By Yoo Jee-ho
SEOUL, Dec. 21 (Yonhap) -- South Korean outfielder Kim Hyun-soo has returned home after a largely unsuccessful stint in Major League Baseball (MLB), but the 29-year-old hasn't entirely given up on his big league dreams.
Kim recently signed a four-year deal worth 11.5 billion won (US$10.7 million) with the LG Twins in the Korea Baseball Organization (KBO) and was formally introduced by the Seoul-based club on Thursday.
He split the past two seasons with the Baltimore Orioles and the Philadelphia Phillies, batting .273 with seven home runs and 36 RBIs in 191 games. And Kim's two-year major league deal expired to little fanfare, as no MLB team came calling for the service of a soon-to-be 30-year-old outfielder with limited upside.
Still, at his introductory press conference in Seoul on Thursday, Kim didn't rule out the possibility that he'll take another crack at the MLB.

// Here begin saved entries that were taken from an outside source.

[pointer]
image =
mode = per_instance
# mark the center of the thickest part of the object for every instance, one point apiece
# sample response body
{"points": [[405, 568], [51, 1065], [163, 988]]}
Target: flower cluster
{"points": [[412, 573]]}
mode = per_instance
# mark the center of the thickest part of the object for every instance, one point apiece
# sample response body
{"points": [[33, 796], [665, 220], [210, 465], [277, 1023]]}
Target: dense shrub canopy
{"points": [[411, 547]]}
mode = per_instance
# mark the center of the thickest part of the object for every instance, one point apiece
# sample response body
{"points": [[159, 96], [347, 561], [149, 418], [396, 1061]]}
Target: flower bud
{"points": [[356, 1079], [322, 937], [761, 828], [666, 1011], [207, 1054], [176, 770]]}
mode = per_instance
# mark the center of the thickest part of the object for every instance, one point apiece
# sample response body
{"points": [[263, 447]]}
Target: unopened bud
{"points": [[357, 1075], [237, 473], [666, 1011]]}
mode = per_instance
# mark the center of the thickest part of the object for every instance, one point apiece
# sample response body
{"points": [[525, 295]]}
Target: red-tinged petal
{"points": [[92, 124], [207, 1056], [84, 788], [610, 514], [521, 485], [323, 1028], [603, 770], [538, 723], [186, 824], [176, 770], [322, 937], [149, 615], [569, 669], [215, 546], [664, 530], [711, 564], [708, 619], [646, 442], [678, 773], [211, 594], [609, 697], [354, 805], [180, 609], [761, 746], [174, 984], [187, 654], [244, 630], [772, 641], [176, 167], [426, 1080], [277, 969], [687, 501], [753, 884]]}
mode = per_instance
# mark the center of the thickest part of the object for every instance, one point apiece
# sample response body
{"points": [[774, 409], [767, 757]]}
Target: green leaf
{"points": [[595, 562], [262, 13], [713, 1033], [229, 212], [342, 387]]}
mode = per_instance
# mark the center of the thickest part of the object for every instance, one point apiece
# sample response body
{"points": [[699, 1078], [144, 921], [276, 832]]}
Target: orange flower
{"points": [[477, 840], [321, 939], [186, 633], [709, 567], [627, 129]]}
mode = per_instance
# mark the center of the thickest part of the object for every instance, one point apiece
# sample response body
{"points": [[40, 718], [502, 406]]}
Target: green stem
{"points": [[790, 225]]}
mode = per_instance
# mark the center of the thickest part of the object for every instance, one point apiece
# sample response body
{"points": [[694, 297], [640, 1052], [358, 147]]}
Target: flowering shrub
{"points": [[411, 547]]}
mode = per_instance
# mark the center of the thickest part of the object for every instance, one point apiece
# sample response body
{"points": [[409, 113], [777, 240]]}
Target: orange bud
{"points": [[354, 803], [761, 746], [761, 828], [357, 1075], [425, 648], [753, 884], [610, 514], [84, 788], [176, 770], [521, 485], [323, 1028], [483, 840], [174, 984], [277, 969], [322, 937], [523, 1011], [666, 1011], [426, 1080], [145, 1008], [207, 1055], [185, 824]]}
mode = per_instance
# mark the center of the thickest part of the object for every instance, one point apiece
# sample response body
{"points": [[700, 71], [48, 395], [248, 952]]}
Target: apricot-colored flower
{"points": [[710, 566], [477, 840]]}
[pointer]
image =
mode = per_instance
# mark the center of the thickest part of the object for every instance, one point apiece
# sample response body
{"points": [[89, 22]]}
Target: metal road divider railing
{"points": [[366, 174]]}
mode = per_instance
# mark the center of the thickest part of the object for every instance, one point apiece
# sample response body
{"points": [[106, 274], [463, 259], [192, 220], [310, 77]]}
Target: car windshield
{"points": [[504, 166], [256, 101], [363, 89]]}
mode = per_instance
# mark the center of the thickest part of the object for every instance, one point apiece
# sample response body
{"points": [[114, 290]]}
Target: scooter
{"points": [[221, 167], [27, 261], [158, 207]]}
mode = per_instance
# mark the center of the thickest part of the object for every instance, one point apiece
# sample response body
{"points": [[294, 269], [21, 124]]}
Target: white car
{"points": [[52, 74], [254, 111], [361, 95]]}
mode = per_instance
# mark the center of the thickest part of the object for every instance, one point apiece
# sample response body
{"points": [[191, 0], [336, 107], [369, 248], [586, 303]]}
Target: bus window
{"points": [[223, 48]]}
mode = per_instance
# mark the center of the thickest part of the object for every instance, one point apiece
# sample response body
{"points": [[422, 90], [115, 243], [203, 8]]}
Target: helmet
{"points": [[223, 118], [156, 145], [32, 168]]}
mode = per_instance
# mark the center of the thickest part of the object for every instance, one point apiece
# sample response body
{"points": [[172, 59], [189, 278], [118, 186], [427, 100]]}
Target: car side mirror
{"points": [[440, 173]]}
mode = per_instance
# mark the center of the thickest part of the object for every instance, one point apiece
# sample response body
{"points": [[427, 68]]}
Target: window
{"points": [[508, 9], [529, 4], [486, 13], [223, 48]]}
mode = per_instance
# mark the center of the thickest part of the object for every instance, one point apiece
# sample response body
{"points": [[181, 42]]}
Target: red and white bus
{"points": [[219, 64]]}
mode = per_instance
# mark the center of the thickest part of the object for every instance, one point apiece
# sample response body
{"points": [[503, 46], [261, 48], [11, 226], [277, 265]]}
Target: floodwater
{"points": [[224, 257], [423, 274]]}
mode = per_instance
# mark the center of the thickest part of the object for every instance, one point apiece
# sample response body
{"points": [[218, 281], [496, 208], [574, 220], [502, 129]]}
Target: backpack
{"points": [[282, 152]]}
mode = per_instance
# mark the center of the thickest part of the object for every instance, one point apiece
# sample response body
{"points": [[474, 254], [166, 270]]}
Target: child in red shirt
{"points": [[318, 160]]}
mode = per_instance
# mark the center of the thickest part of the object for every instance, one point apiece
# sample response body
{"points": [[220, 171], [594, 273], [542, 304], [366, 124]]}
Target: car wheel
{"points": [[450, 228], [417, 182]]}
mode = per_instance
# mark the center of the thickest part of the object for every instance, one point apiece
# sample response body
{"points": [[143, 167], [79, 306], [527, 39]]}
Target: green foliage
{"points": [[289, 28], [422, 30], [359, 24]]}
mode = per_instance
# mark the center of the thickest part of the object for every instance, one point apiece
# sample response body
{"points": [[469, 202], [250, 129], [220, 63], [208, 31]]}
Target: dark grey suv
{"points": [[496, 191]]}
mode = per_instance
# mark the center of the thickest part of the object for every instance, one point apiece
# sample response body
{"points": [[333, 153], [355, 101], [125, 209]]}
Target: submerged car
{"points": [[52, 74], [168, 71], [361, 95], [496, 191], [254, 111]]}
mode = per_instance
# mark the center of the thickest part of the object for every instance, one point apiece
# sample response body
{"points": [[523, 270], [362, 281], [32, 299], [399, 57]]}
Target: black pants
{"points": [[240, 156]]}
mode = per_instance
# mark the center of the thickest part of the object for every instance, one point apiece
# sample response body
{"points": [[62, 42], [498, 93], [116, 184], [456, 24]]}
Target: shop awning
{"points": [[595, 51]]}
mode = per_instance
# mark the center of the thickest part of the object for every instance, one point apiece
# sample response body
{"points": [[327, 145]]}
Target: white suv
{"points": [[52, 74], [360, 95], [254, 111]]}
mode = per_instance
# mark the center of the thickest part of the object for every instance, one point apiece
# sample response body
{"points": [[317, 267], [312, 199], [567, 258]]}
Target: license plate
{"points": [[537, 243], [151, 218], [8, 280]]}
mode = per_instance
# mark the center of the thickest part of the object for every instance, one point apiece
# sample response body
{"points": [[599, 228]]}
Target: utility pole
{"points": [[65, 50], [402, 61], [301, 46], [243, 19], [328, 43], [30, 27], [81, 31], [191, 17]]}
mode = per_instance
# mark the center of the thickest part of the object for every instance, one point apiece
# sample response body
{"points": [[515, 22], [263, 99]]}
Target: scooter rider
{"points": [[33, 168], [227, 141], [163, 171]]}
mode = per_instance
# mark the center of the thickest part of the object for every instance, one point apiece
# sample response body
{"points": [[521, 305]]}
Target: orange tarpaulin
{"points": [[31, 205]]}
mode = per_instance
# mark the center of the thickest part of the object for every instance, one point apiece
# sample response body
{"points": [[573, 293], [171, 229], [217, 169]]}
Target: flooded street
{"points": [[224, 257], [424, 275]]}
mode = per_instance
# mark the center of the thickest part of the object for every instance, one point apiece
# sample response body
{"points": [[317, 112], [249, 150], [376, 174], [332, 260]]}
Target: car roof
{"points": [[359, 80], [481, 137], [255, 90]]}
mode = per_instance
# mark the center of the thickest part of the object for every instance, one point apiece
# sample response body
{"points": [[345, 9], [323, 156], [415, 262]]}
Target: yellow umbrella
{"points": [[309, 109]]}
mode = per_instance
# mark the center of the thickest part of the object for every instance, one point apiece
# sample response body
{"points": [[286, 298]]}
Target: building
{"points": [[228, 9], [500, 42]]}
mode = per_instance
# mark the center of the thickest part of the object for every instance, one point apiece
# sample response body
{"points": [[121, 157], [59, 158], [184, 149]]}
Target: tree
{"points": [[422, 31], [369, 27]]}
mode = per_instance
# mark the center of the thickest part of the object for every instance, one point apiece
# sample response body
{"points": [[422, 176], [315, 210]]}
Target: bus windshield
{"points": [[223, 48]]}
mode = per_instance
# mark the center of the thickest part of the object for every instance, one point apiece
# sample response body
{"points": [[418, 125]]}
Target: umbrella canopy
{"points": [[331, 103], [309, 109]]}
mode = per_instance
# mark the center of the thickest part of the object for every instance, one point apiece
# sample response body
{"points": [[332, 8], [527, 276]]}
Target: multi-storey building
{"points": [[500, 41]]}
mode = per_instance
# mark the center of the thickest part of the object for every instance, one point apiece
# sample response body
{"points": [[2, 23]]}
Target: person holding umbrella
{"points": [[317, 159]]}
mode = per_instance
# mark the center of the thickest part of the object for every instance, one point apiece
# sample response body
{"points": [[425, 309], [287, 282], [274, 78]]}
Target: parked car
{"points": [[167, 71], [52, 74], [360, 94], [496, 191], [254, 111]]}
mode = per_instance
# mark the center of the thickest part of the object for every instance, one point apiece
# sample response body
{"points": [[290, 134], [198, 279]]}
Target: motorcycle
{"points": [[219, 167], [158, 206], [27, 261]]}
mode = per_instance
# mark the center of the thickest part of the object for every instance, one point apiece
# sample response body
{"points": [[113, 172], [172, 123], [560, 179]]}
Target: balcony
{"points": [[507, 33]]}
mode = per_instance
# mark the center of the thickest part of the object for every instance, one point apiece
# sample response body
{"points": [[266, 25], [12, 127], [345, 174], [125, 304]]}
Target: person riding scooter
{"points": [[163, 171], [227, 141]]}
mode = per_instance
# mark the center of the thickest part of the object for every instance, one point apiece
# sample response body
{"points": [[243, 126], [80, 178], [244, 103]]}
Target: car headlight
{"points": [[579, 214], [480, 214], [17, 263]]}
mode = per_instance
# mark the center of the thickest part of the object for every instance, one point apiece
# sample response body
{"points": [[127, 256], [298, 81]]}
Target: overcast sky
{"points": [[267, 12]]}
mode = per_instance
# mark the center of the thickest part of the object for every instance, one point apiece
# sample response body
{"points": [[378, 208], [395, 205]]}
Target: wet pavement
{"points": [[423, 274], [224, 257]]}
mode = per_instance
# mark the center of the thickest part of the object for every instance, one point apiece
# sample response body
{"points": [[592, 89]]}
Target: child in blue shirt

Asked if he will pursue a big league deal after his latest contract ends, Kim said, "If an opportunity presents itself, I'll do the best I can."
For the time being, Kim's immediate focus will be on helping the Twins return to the promised land. Despite leading the KBO in ERA with 4.30, the Twins missed the postseason as the anemic offense ranked at or near the bottom in major categories, including batting average, runs scored and home runs.
A career .318 hitter in 10 seasons for the Doosan Bears, Kim also has some pop, with three 20-homer seasons while playing his home games at Seoul's Jamsil Stadium, the league's largest ballpark. The Twins share Jamsil as their home, and they hope Kim will match the success he's had there so far.
And Kim said he's ready to put lessons he's learned from MLB into practice.
"I learned so much during my time there, and the biggest lesson is that I realized the importance of routines," Kim said. "I thought I had built a solid routine myself, but it was nothing compared to what the big leaguers were doing. I thought players who stuck to their routines were always able to get out of their slumps quickly."
Kim also said he marveled at how well his major league teammates took care of their bodies.
"Everyone had his own way of staying in shape for the entire year," Kim added. "When it comes to practice, it wasn't as much about quantity as it was about quality."
One other thing Kim learned -- and something that he might have taken for granted in the past -- is the simple joy of playing baseball.
Kim played in 95 games as a rookie in 2016, and barely saw any action in the first several weeks of the season. The tune didn't change much in 2017, as the Orioles had a surplus of outfielders and Kim couldn't crack the lineup.
He got traded to the Phillies, perhaps the worst club he could have ended up on, as far as his big league future was concerned. The Phillies were in a rebuilding mode and had young outfielders who were getting a chance to play, which forced Kim to the bench most of the time.
He appeared in 96 games in total in 2017, just one more than in 2016.
"I realized just how fun it is to be playing baseball," Kim said. "I watched so much baseball from the bench, and now, I just want to play the game. I've made the decision to come here so that I could actually play some ball."
Kim's lack of playing opportunities gave South Korean fans some ammunition to take shots at Orioles' manager Buck Showalter and the team's front office. When asked if he felt he got enough chance to play, Kim tiptoed around the issue.
"I went over there (to the U.S.) thinking I'd receive more opportunities than I ended up getting," he said. "Personally, I don't think I had enough chance. But again, I didn't play well when I did have my opportunity. So it's on me."
Kim said he now understands that confidence or hard work alone won't cut it in professional baseball. He doesn't just want to be a player who tries hard; he wants to be a great player, period.
"Baseball is a team sport, but if each and every individual does his part, then we get to have a great team," Kim said. "I think it's important for every player on our team to have that mindset."
Kim, a native of Seoul, said he grew up a Twins fan, and he once dreamed of playing together with a couple of LG veterans, designated hitter Park Yong-taik and reliever Lee Dong-hyun.
"I am most excited about playing with those two guys," Kim said. "I've been training hard on my own for a while, but I am still not where I want to be. It's been a while since I faced live pitching, and there's still plenty of work to be done. Once I get to that point, I should be able to set concrete goals for next year."
Kim's deal is the second-largest free agent deal ever in the KBO. He said he was so grateful for the offer and even wondered if he deserved that kind of money.
"I don't know if I'll ever be able to live up to this contract just with performance," Kim said. "I think I'll have to be a role model and an exemplary figure in every aspect of the game. I want people to say the Twins made the right decision in signing me."
Kim became emotional on a few occasions during his press conference, as he choked back tears whenever the talk turned to his connection with the Bears.
It's a team that signed him as an undrafted free agent out of high school, and the only KBO team Kim had known until this week.
"I wish I'd done more in the U.S., and I'd like to thank Doosan fans for supporting me all these years," Kim said as he wiped away tears. "I also want to thank the Bears organization for making me the player that I am today."